Using a community-detection algorithm that assigns groups of countries based on the voting networks between 1999 and 2019, an interesting pattern emerges. The sum of points given between each pair of participating countries is much stronger between certain country-pairs than between others.
The cluster analysis is based on a cut-off algorythm where clusters are found where within-community mutual voting is significatnly stronger than outside-comunity votes. The visualisation uses the Fruchterman-Reingold algorythm and draws same-community countries in proximity. Country-size represents total number of points recieved 1999-2019.
Telephone voters of culturally close countries are found to appreciate the musical contributions of their in-group members. The country-groups found using the voter patterns show that cultural and historical clusters of countries like Scandinavia, former Yugoslavia or former Soviet states, still generally prefer the music from eachother's countries.
This visualisation uses the igraph package for R and visualises community members near each other using the Fruchterman-Reingold algorithm which takes into account the edge weights defined by the total mutual points awarded between each pair of countries in the Eurovision Song Contest finals of the past decades.
This network visualises the land borders of countries of the world. It truthfully depicts relative population sizes and honors neighbor-relations, but otherwise disreguards geograph space. How does our view of the world exist in our minds?

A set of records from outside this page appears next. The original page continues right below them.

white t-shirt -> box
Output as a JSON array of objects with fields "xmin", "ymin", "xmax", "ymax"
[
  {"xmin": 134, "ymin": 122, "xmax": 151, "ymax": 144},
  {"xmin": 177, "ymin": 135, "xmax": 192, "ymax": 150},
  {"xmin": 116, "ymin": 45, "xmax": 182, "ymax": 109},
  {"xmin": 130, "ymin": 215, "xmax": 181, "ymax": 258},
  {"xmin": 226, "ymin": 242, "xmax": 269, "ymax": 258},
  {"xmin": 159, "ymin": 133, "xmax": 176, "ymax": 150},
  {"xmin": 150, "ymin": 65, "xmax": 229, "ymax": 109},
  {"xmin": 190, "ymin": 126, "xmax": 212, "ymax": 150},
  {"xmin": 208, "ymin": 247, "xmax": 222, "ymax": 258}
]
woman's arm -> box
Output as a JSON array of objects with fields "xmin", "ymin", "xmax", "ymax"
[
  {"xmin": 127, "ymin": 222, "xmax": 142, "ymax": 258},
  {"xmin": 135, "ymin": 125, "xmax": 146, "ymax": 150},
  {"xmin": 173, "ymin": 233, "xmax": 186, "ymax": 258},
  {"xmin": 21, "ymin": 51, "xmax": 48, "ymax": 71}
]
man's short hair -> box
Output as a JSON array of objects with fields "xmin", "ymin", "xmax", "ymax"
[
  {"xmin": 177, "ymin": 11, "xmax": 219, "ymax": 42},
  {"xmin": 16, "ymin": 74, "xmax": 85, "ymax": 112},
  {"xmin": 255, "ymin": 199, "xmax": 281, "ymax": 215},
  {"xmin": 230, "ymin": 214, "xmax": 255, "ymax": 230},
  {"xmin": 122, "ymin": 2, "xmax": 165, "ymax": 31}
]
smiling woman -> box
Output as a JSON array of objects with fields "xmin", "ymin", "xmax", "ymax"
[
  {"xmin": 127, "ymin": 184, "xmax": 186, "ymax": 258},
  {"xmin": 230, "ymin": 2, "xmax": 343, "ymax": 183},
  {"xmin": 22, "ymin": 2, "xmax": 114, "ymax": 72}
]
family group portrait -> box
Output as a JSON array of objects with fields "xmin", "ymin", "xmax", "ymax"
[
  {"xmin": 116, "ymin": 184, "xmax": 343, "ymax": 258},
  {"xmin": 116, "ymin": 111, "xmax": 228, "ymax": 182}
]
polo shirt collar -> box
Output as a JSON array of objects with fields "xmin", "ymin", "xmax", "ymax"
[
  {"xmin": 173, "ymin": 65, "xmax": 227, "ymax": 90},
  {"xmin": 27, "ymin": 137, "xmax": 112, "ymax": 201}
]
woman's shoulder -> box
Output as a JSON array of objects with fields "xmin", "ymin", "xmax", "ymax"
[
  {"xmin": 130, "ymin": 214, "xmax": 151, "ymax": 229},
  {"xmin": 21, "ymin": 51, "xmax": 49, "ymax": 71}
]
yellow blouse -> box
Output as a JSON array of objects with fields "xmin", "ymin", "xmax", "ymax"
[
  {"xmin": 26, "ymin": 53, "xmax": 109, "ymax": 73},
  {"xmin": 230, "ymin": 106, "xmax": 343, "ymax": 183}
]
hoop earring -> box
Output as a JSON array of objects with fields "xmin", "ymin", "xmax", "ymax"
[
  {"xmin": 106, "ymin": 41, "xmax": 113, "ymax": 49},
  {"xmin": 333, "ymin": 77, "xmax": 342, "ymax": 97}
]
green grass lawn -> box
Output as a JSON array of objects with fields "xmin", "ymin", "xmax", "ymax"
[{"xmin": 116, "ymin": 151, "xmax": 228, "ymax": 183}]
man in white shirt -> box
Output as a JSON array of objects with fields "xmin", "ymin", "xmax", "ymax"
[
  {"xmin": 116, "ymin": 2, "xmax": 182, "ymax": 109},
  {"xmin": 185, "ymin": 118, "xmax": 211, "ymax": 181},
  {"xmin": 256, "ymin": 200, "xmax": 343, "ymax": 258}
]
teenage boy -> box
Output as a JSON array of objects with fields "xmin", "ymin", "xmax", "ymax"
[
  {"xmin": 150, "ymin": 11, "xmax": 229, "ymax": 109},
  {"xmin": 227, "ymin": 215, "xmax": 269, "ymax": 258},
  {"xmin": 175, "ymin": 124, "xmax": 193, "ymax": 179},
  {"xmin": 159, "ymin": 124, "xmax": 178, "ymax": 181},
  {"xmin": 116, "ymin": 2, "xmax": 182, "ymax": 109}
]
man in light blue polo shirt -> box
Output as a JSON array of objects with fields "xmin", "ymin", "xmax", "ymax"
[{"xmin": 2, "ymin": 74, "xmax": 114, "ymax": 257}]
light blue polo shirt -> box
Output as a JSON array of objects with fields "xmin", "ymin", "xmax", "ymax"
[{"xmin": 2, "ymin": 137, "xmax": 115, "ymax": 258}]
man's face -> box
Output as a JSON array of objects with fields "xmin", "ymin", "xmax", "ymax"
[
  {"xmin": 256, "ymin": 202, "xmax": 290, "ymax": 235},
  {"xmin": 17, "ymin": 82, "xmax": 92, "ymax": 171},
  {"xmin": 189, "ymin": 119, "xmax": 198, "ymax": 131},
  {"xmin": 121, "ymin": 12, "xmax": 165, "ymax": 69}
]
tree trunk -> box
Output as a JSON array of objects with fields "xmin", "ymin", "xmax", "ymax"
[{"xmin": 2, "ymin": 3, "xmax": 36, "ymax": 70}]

This alternative world map was made to facilitate the re-thinking of concepts like countries and continents, and to trick the beholder into turning the attention inwards - towards the beholder of such consepts and the cognitive functions on which we rely to order and navigate in the world. We can recognise the world in it, but need to rediscover and realign the alternative map to our established perseption in order to read the image.
A world map visualised by algoritmic placement of country-nodes in a network of countries joined by land-borders.

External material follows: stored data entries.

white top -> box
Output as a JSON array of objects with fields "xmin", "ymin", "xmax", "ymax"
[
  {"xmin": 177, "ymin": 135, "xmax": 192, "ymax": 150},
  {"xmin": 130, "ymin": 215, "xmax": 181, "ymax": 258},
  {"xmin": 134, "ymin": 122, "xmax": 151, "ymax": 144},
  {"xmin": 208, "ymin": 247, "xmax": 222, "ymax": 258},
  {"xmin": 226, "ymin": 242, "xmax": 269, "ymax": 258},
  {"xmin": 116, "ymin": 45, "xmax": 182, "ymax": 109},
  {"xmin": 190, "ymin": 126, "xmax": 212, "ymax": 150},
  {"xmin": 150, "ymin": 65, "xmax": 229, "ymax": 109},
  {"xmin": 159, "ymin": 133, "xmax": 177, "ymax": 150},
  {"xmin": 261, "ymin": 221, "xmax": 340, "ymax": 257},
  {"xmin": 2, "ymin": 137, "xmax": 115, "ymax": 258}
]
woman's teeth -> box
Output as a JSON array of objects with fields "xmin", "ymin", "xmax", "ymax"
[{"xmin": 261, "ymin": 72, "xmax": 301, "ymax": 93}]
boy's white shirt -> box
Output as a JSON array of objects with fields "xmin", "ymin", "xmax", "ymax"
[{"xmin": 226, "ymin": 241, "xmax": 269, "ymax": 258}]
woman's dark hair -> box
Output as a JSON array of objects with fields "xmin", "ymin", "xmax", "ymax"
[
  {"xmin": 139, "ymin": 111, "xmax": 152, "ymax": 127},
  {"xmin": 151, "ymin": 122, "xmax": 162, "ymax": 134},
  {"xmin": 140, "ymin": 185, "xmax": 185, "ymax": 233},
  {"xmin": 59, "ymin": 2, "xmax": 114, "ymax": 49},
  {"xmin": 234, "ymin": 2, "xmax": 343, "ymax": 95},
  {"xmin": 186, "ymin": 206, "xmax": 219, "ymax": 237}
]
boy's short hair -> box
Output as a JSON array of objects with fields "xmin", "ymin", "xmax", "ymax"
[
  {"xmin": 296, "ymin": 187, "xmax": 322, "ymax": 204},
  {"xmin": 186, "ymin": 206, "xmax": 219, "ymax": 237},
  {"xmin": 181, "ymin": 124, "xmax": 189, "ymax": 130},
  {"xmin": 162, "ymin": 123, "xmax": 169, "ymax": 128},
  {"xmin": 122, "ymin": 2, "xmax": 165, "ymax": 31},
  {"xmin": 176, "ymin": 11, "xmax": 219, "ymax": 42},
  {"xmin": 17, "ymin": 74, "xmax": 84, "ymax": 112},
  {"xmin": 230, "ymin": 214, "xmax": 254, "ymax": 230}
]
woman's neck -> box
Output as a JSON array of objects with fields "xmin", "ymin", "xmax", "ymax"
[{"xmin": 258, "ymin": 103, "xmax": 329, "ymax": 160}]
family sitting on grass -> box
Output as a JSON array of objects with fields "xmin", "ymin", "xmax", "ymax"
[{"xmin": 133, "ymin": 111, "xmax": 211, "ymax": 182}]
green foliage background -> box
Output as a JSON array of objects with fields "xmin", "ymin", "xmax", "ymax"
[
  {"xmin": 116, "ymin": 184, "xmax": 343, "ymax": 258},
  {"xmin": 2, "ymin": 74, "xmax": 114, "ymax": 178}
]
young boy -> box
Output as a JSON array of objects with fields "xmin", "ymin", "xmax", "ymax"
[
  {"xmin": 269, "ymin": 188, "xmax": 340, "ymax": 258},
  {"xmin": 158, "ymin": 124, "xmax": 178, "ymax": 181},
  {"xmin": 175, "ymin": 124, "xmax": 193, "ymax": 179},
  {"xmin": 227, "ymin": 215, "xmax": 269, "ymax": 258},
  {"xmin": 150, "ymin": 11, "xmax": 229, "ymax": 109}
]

Download here the edited pdf and the original script in R using igraph and relational data to create the world-map network.

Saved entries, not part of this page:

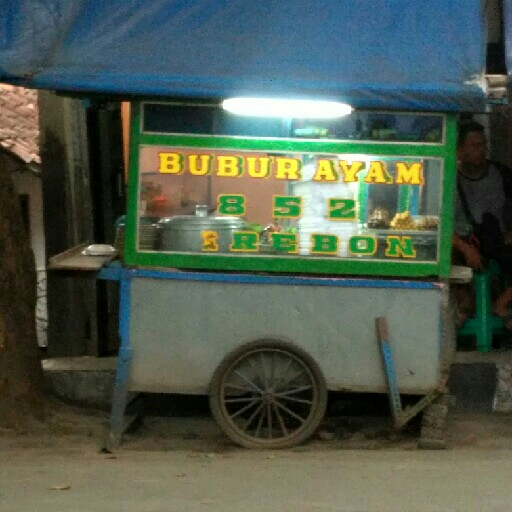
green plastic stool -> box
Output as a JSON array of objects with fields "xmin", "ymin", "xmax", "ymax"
[{"xmin": 458, "ymin": 261, "xmax": 505, "ymax": 352}]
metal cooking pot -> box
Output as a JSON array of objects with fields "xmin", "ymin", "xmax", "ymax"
[{"xmin": 158, "ymin": 205, "xmax": 247, "ymax": 253}]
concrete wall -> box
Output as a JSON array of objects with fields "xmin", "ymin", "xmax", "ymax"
[
  {"xmin": 451, "ymin": 352, "xmax": 512, "ymax": 413},
  {"xmin": 39, "ymin": 92, "xmax": 98, "ymax": 357},
  {"xmin": 39, "ymin": 92, "xmax": 124, "ymax": 357}
]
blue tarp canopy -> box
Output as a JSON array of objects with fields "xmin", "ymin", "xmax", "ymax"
[{"xmin": 0, "ymin": 0, "xmax": 486, "ymax": 111}]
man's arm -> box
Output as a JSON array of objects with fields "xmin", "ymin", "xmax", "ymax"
[
  {"xmin": 452, "ymin": 233, "xmax": 483, "ymax": 269},
  {"xmin": 490, "ymin": 160, "xmax": 512, "ymax": 237}
]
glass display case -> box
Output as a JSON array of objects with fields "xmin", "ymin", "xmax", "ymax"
[{"xmin": 124, "ymin": 101, "xmax": 457, "ymax": 277}]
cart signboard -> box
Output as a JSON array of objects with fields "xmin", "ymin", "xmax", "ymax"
[{"xmin": 125, "ymin": 102, "xmax": 457, "ymax": 277}]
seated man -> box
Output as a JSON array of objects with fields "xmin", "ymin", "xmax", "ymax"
[{"xmin": 452, "ymin": 120, "xmax": 512, "ymax": 328}]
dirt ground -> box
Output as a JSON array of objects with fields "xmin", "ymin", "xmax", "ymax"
[
  {"xmin": 2, "ymin": 399, "xmax": 512, "ymax": 511},
  {"xmin": 5, "ymin": 395, "xmax": 512, "ymax": 454}
]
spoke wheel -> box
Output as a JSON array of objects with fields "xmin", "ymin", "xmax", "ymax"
[{"xmin": 209, "ymin": 340, "xmax": 327, "ymax": 449}]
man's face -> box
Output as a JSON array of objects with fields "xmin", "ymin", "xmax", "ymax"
[{"xmin": 458, "ymin": 131, "xmax": 487, "ymax": 170}]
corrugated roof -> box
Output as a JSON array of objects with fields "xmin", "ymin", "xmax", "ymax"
[{"xmin": 0, "ymin": 84, "xmax": 40, "ymax": 165}]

Infographs communicate factual information about the world and permit us form our understanding of it. Once acquired, though, our understanding of the world is sticky. Humans rely on habits and acquired patterns to function since a constantly reevaluation of our surrounding would be cognatively exhausting. Still, sticking to old info is a cognitive bias and problematic trait in human behaviour. Public helath super-lecturer Hans Rosling noted that the world view of his students corresponded roughly to the socioeconomic state of the world at the time when their teachers were children.
I am fasinated by the waking up from perseptional slumbers. The moment when captured atention or kindeled interest precipitates re-thinking. Here, the statistician and the artist meet and converge over bothe objectives and means to, as Picaso said, brush away from the soul the dust of everyday life.
For an event at the Mind Foundation in Berlin, I was invited to participate in a collaboration with other computer scientists, artists and neuroscientists for an exposition with EDGE neuroart in 2020.
Using raw data collected from neurons in mice brains, network tools and a tweaked random network generator, these are parts of the piece that our group generated for the exhibition in Berlin.
The poster is based in structural differences between uninhibitedly random networks and the real-world structure of the observed neural networks photographed in developing mice brains.
The animation draws on principles of establishing a network structure using basic structural measurements and the consequent generation of similarly structured random networks.
Like the above poster, the use of the network methodology has been left behind in the persuite of artistic rather than analytical goals.